Parks went on to publish four books titled: My Story, Quiet Strength, I am Rosa Parks, and Dear Mrs. Parks; A Dialogue with Today’s Youth. She served as a role model to her community and the country, displaying dignity, determination, bravery and strength. Rosa Parks passed away on October 24, 2005 but her memory will continue to live on as a symbol of freedom, justice, and equality.
By Joe Thorpe
An American Baptist minister from Atlanta, Georgia, a young Dr. Martin Luther King Jr. became a leader of necessity for the civil rights movement of the 1950s and 60s. He left high school a year early to attend attended Morehouse College and went on to receive his Ph.D. from Boston University.
King advocated racial equality, anti-segregation in education, economic reform, social welfare, and protest to the Vietnam War through nonviolent activism and civil disobedience. King was the organized of marches across the South; he led men and women of all races in the Montgomery bus boycott, the Selma to Montgomery marches and organized the Southern Christian Leadership Conference and the Chicago open housing movement.
King was the inspiration to millions—to the world—to take a stand against injustice and oppression. King was the winner of the 1964 Nobel Peace Prize for combating racial inequality through nonviolent resistance, the Presidential Medal of Freedom, and the Congressional Gold Medal. King was assassinated by a single shooter, career criminal James Earl Ray, outside of his hotel room in Memphis Tennessee on April 4, 1968. The Martin Luther King Jr.
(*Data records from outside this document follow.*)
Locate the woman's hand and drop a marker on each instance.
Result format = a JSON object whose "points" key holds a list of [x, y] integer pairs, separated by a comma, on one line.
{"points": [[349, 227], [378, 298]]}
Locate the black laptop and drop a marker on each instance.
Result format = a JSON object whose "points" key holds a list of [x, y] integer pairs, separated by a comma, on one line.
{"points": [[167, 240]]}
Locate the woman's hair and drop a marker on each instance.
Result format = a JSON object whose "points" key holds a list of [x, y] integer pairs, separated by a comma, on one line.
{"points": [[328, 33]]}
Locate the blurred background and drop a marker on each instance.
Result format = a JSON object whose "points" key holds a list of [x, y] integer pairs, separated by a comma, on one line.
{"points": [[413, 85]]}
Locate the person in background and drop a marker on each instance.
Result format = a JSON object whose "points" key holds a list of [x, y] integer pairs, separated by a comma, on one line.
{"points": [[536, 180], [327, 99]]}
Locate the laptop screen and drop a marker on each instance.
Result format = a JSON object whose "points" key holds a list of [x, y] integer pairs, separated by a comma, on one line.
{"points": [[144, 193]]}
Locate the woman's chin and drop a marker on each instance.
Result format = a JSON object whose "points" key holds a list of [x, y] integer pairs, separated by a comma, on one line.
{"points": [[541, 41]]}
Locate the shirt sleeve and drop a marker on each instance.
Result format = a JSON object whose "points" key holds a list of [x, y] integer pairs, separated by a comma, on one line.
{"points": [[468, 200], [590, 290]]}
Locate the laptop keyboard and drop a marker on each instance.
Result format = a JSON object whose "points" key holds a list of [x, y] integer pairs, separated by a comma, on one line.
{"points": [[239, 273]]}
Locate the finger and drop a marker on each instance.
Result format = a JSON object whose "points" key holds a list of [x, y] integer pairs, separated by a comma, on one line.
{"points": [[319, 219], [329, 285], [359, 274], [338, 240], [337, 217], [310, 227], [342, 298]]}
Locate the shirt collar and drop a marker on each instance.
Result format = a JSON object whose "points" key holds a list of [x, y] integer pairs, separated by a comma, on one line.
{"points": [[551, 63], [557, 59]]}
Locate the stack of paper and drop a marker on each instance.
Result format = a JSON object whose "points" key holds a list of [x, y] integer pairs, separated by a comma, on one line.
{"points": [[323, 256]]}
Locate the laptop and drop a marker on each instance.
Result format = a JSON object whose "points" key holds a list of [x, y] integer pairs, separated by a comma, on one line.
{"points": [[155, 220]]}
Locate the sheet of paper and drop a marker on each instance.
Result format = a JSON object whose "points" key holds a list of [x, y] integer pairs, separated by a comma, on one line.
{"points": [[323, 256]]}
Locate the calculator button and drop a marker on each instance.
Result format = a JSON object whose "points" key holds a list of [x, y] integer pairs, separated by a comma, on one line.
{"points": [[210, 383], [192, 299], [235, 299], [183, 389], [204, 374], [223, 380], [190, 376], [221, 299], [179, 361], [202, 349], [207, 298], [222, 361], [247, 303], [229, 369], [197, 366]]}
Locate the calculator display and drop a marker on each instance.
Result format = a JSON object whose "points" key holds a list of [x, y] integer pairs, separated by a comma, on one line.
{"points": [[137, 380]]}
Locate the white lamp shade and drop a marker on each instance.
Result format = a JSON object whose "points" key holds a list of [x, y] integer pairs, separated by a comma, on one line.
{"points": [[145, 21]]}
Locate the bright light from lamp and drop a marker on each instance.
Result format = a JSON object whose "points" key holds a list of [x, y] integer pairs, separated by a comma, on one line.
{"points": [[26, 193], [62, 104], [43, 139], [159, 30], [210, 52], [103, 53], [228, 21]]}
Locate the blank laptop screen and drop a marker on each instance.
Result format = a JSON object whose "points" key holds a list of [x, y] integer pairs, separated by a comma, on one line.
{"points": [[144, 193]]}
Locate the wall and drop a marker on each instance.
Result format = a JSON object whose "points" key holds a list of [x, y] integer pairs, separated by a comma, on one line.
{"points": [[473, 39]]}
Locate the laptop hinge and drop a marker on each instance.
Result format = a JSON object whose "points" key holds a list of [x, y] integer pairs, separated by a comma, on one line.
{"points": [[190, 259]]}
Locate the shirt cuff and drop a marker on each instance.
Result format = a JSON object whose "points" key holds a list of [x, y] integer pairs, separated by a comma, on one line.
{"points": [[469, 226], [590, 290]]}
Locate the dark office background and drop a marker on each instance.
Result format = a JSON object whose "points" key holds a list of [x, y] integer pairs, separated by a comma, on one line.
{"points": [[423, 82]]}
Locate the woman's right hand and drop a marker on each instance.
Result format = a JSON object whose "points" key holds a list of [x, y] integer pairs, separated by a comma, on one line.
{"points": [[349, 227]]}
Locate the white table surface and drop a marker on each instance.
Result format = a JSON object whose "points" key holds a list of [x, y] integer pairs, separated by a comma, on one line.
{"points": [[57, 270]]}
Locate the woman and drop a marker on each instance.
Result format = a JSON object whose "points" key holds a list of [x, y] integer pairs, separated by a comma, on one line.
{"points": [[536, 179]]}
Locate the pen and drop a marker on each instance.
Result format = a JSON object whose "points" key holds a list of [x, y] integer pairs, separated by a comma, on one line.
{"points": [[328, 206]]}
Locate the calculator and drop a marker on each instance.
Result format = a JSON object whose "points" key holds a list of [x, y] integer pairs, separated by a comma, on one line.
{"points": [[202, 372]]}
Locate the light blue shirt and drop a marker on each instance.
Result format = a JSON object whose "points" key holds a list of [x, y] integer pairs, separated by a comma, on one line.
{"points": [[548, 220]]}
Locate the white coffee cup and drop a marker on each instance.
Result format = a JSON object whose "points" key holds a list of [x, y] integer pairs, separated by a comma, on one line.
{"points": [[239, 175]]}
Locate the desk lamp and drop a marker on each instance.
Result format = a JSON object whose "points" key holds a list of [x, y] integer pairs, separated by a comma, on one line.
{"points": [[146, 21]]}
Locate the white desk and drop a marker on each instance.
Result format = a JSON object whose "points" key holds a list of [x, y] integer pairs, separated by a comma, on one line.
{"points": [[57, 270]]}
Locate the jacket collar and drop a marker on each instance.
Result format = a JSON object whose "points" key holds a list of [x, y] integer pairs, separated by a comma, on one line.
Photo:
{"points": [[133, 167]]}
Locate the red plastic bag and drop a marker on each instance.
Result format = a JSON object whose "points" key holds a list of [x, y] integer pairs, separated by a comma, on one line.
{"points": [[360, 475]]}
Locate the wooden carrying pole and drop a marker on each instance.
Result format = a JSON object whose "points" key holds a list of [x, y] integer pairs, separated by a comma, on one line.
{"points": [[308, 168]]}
Memorial is located next to the National Mall in Washington D.C., where there stands a carved statue of King, known as the stone of hope.
Martin Luther King Day, January 21st, was officially recognized as a federal holiday in 1986. That same world continues to be thrust into acknowledging injustice and racial inequality by King’s memory and his most iconic utterance, “I have a dream.” A dream of perseverance, a dream of unity, a dream that only dies when we let it—when the flame of freedom and hope is extinguished so goes King, so goes us, so goes America.